Predators general manager David Poile praised Subban’s contributions but also praised goaltender Pekka Rinne and the team’s overall depth.
“Our defense has always been one of the strengths of our team,” Poile said. “I think P.K. is a different player than Shea Weber. I think the coaches, through a little bit of experimentation, have found some defense pairings that are probably as good as any in the league. P.K. is a big part of why we are here today. I also need to and want to give credit to our whole team, our whole organization. We like to think we move together each step of the way in terms of the success we’re having. Our goaltender has been outstanding all year. Our defense has been just terrific. Our forwards, in my mind, have been really improved, probably give us the chance to come to the next step, to be here today.
“Subban has been terrific. I think as the year has gone along, after he got through a couple of injuries, an adjustment period, he’s gotten better and better with us. We look forward to him playing for us for many years. But I really think this is a team effort to get us to this point. … Unless we’re getting contributions from a lot of people, it’s not happening.”
Poile spent more than 30 years as an NHL general manager with the Washington Capitals and the Predators but this is his first trip to the Cup Final.

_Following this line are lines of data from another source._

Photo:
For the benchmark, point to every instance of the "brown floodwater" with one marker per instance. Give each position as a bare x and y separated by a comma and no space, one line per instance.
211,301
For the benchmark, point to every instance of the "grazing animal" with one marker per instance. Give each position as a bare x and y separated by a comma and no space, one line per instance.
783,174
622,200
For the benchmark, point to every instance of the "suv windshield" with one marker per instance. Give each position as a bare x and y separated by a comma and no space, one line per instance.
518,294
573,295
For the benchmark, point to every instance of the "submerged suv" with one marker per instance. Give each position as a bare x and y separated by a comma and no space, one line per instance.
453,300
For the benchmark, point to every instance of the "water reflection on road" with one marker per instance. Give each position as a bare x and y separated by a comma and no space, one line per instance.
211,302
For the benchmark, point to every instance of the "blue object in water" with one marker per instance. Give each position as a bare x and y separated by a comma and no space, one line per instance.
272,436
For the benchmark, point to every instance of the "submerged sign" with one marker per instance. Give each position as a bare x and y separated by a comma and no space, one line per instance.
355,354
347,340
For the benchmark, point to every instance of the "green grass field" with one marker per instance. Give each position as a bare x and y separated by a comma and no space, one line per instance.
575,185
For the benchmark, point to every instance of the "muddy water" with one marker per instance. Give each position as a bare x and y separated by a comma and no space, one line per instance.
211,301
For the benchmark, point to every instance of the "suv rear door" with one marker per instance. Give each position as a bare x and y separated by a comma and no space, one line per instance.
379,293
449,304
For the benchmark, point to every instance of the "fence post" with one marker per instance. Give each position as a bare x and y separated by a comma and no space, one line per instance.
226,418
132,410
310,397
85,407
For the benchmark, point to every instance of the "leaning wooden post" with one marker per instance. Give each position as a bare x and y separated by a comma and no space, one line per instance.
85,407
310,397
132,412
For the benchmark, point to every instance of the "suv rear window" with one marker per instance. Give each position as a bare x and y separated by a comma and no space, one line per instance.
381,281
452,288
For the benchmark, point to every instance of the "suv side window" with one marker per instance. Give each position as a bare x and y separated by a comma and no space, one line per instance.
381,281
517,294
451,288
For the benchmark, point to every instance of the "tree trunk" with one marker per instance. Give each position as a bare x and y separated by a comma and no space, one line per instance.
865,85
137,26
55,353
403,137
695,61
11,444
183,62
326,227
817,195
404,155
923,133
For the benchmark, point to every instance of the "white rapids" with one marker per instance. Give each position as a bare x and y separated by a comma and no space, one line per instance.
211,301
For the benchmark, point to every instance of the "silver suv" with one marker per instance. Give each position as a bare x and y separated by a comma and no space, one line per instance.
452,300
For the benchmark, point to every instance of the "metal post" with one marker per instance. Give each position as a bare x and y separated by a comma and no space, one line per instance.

“I never doubted myself. I maybe doubted if this day would ever come,” said Poile, 67. “I tell you, I can’t believe how excited I am. … I’m trying to take in every moment of it, remember it, enjoy it as best I can. Maybe after all these years, maybe I have a little bit more appreciation for this than somebody who had done it at a younger, earlier age in their career.”
Pete Weber is hoping to have a Bob Miller moment.
Miller, the longtime broadcast voice of the Kings, was granted his ultimate hockey wish when the Kings won the Cup in 2012 and again in 2014. Weber, who worked alongside Miller on Kings’ broadcasts from 1978 to 1981, has been with the Predators since they debuted in 1998 and has a similar wish.
Weber and his wife, Claudia, keep in touch with Miller and his wife, Judy. They were supposed to meet at the 2016 All-Star game in Nashville but Miler suffered a mild stroke and then needed bypass surgery; Weber was with Miller earlier this year in Los Angeles when he had another stroke, which led Miller to retire from broadcasting.
“We’ve been talking a lot the last couple of weeks,” Weber said of Miller. “He told me, ‘If you’re having a party, Judy and I are coming out.’”
This will be the first Stanley Cup Final contested between two American-born coaches, since Pittsburgh’s Mike Sullivan and Nashville’s Peter Laviolette are both from Massachusetts. And each has won the Cup once, Laviolette with Carolina in 2006 and Sullivan with the Penguins last year.
“The fact that there’s two American coaches that are going to play against one another here, I think it speaks a little bit about the progress that hockey has made in the United States,” Sullivan said. “I think there’s a lot of really good coaches that are working extremely hard to be the best at their craft.
“There’s a lot of real good American coaches, just like there’s a lot of real good Canadian coaches and European coaches and others. To be part of that American fraternity, I guess, it’s something that I’m certainly proud of.”